With historic data available on certain sites around the world, the technology also provides the opportunity to record changes to buildings and infrastructure from decades before and build a holistic map of sites over significant periods.
The Future of Digital Twin Technology
Beyond academic and archaeological purposes, the team said its digital twin could be used for public outreach and education. The team is in early talks with the Children's Museum in Indianapolis, which is considering designing an exhibit around digital archaeology using the example of Pompeii.
As the tools behind digital twins become increasingly accessible, use cases such as these can be expected to become increasingly commonplace.
“That's kind of the future of GIS, I think, is this online, interactive platform that you as a user don't have to maintain,” said Graham. “It provides a user with this really rich environment, where they can find hundreds of thousands of different data types and sources contributed from a variety of different places which can be used to do all kinds of things like build an application, work with 3D data, work with spatial analytics, etc. There's so many different paths.”
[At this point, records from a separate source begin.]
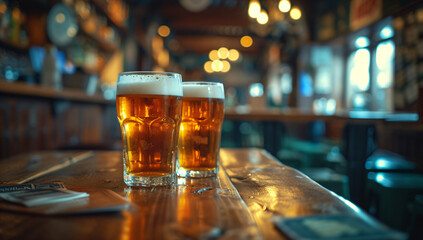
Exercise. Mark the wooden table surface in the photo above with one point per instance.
(250, 189)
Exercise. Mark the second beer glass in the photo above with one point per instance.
(201, 126)
(149, 111)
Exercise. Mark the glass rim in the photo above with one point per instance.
(201, 83)
(148, 73)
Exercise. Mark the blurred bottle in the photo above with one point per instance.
(51, 75)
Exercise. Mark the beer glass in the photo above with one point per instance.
(149, 108)
(201, 126)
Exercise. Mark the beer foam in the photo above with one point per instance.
(204, 91)
(153, 84)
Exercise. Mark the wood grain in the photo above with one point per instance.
(251, 188)
(192, 209)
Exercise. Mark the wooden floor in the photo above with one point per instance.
(250, 189)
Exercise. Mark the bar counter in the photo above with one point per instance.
(251, 188)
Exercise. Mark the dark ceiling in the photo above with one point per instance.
(222, 23)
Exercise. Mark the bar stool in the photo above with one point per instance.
(392, 183)
(389, 195)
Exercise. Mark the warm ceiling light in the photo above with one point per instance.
(207, 67)
(263, 18)
(163, 58)
(226, 66)
(163, 31)
(233, 55)
(254, 9)
(284, 5)
(213, 55)
(223, 53)
(295, 13)
(246, 41)
(217, 65)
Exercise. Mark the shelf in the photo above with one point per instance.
(24, 89)
(13, 46)
(109, 47)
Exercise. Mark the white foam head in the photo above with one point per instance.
(151, 83)
(203, 90)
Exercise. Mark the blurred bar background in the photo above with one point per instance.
(333, 88)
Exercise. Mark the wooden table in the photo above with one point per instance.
(250, 189)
When turning to digital twin technologies, one thing noted by the researchers was understanding that virtual worlds are still subject to individual decisions and perspectives.
“You have to be careful with the term digital twin because there’s so much loaded into it,” said Badillo. “People are going to put a lot of faith into the accuracy of what we create, but the purpose of digital twins changes and we have to be sure people know it’s something they have to think about critically.”
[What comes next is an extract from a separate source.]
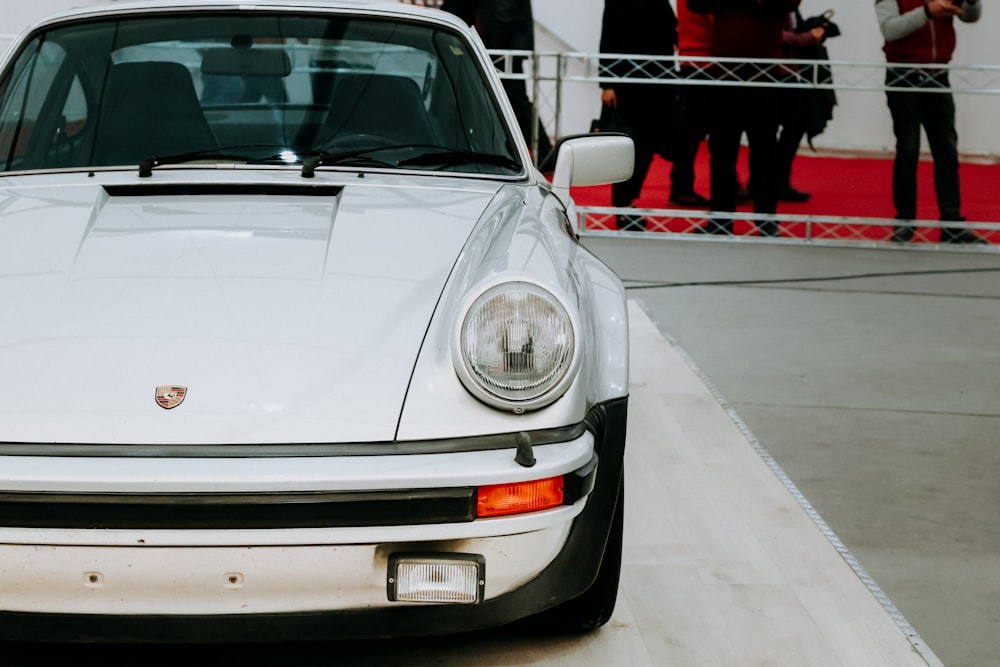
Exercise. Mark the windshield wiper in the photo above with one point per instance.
(360, 158)
(231, 153)
(452, 157)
“All digital representations are subject to our choices,” said Aldrich. “The question we ask with this kind of technology is how do we take the real world and turn it into digital data?”
That is, the person who gathers information on a site will make subjective choices on what is or is not worth including, thereby controlling the narrative of what is then displayed virtually. As non-traditional digital twin users begin to populate the market, building a level of flexibility into digital twin design will also become increasingly important to serve the needs of users across industries.
“There are a number of different considerations for digital twins depending on context,” said Graham. “Businesses’ priorities will change depending on the audience, and digital twins have to be agile to the changes needed.”
In the instance of archaeology or education, having a wealth of data readily available and tangibly displayed will help improve accessibility, and allow people to gain a greater understanding of how crucial certain sites are.
While the site in Pompeii is indicative of a wider possibility facing the digital twin industry, there is the sense that it is still only at the beginning.
“Giving people access to this information, being able to visualize it and investigate it and have a genuine immersive experience, that’s a whole new way of using digital twins,” said Graham.